İran’da koronavirüsten ölüm oranının %16’ya ulaştığı 27 Şubat 2020 tarihinde Amerikan Hazine Bakanlığı, bazı insani yardım malzemelerinin İran Merkez Bankası üzerinden geçişi için yaptırımları esneteceğini açıklasa da yazarlar bunu hem çok ufak hem de çok geç bir adım olarak görüyorlar.
İran hükümeti de suçsuz değil
Gold ve Benjamin’e göre, İran hükümeti de suçsuz değil; çünkü başlangıçta süreci fena halde kötü yönettiler, tehlikeyi küçümsediler, yanlış bilgi verdiler ve hatta tehlikeye dikkat çekenleri tutukladılar. Ama yazarlar, virüsün başlangıcında Çin’in de ABD’nin Trump’ının da benzer tepkiler verdiğini hatırlatıyorlar.
“Koronavirüs Aralık 2019’da Çin’de başladığında Amerikan Başkanı Donald Trump hemen salgını Çin’le sınırlıymış gibi başından savdı. Ocak ayı sonunda, Çin’den geleceklerin ABD’ye girişini yasakladı, ancak yine (…) durumu ‘çok iyi kontrol altında’ tuttuklarında ısrarcı oldu. Trump tıbbi pandemilerin seyahat yasaklarıyla ve sınırları kapatarak kontrol altında tutulabileceği ısrarına rağmen, koronavirüs sınır tanımadı ve (…) 21 Ocak’ta ABD, Wuhan/Çin’den yeni dönen Washington eyaletinden 30 yaşındaki bir vatandaşının enfeksiyon olduğunu doğruladı.”
Yazarlar, bugün hâlâ daha ABD’de yeteri kadar test kiti olmadığını (…) ve Trump’ın salgını ‘yabancı bir virüs’ olarak nitelemeye devam ettiğini belirtiyorlar.
Bir araya gelme vakti
“İran hükümeti, pandemiyle mücadele için IMF’den 5 milyar dolarlık acil finansman talep etti ve BM Genel Sekreteri Antonio Guterres’e ABD yaptırımlarının kaldırılması çağrısı yapan bir mektup kaleme aldı.” diyerek durumun bulunduğu noktayı hatırlatan yazarlar, yaptırıma maruz kalanın sadece İran olmadığını da vurguluyorlar:
“ABD, dünya nüfusunun üçte birinden fazlasını etkileyecek şekilde, toplamda 39 ülkeye bir çeşit yaptırım uyguluyor. İran’ın yanı sıra Venezuela Amerikan yaptırımlarının en sert vurduğu ülkelerden biri.”
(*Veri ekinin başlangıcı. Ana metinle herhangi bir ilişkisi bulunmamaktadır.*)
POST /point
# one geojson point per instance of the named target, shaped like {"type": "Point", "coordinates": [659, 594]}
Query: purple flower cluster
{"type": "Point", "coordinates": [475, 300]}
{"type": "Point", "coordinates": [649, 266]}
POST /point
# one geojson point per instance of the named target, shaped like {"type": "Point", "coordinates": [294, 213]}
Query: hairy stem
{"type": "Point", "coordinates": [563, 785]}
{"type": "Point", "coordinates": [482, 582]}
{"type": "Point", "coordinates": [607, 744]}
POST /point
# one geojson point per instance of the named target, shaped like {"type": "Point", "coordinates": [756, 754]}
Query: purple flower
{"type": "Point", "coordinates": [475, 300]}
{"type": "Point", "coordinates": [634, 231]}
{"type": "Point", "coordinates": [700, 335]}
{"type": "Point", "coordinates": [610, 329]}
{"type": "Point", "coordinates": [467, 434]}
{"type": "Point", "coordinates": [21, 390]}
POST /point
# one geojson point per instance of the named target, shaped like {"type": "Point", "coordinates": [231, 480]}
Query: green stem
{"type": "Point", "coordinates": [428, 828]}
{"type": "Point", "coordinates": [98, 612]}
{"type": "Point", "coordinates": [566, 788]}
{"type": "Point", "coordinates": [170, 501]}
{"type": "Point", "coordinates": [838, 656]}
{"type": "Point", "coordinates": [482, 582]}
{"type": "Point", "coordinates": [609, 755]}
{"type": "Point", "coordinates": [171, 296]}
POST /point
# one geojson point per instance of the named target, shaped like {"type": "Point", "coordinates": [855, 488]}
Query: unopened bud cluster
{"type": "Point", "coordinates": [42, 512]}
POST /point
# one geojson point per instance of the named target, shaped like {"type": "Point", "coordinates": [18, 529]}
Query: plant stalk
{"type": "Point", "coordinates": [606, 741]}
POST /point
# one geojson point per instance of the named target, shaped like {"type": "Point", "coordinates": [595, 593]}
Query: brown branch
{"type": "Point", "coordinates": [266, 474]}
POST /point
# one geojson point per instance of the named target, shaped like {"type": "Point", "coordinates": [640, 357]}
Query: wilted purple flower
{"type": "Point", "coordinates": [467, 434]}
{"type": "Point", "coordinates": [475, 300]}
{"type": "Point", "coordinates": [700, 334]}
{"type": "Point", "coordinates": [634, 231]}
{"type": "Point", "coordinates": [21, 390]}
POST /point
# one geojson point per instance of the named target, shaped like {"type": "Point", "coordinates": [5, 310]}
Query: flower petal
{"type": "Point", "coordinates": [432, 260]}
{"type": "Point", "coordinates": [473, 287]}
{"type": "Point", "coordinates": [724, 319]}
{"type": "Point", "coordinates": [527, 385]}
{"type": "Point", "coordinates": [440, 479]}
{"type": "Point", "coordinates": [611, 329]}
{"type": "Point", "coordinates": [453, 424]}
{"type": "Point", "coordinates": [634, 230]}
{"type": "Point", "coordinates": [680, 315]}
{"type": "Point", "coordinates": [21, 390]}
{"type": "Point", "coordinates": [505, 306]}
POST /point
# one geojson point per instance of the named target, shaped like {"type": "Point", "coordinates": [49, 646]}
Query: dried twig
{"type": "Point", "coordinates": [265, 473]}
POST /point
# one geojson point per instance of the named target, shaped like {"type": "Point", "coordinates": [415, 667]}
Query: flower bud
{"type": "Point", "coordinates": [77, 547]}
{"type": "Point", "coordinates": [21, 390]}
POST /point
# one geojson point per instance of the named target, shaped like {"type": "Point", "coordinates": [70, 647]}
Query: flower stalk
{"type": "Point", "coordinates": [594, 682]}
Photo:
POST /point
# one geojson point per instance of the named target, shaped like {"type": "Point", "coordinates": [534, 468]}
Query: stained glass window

Devlet Başkanı Nicolas Maduro’ya göre ülkesinde henüz koronavirüs vakası olmasa da yaptırımların Venezuela’yı dünyadaki en savunmasız ülkelerden birine dönüştürdüğüne dikkat çekiyorlar: “Sağlık sistemi öyle bir altüst durumda ki birçok devlet hastanesinde su, elektrik veya temel tıbbi malzeme çoğunlukla yok ve birçok ailenin su ve sabun gibi en temel temizlik malzemelerine erişimi sınırlı.”
Yazarlara göre, Başkan Trump’ın koronavirüs salgınıyla yurtiçinde ve yurtdışında baş edebilmesi için köklü değişiklikler yapması gerekiyor: Krizi küçümsemeyi ve insanların sosyal mesafe uygulamalarının gerekmediği ısrarını bırakmalı. Ülkede virüs testinin yeteri kadar olduğu konusunda gerçek dışı sözler sarf etmekten vazgeçmeli. Açgözlü, kâra dayalı sağlık hizmetleri endüstrisini beslemeyi bırakmalı. Ayrıca Trump yönetimi İran’a, Venezuela’ya ve sıradan insanların sıkıntı çektiği diğer ülkelere uyguladığı yaptırımları kaldırmalı.
Gold ve Benjamin yazıyı şöyle sonlandırıyor: “Hükümetlerini beğenmediğimiz ülkeleri iktisaden sıkıştırmanın zamanı değil. Küresel toplum olarak kaynakları ve en iyi uygulamaları paylaşmak için bir araya gelme zamanı. Koronavirüs bize bir şey öğretiyorsa o da şudur: Bu korkunç salgını ancak ve ancak birlikte çalışarak yenebiliriz.”
Bu yazı ilk kez 19 Mart 2020’de yayımlanmıştır.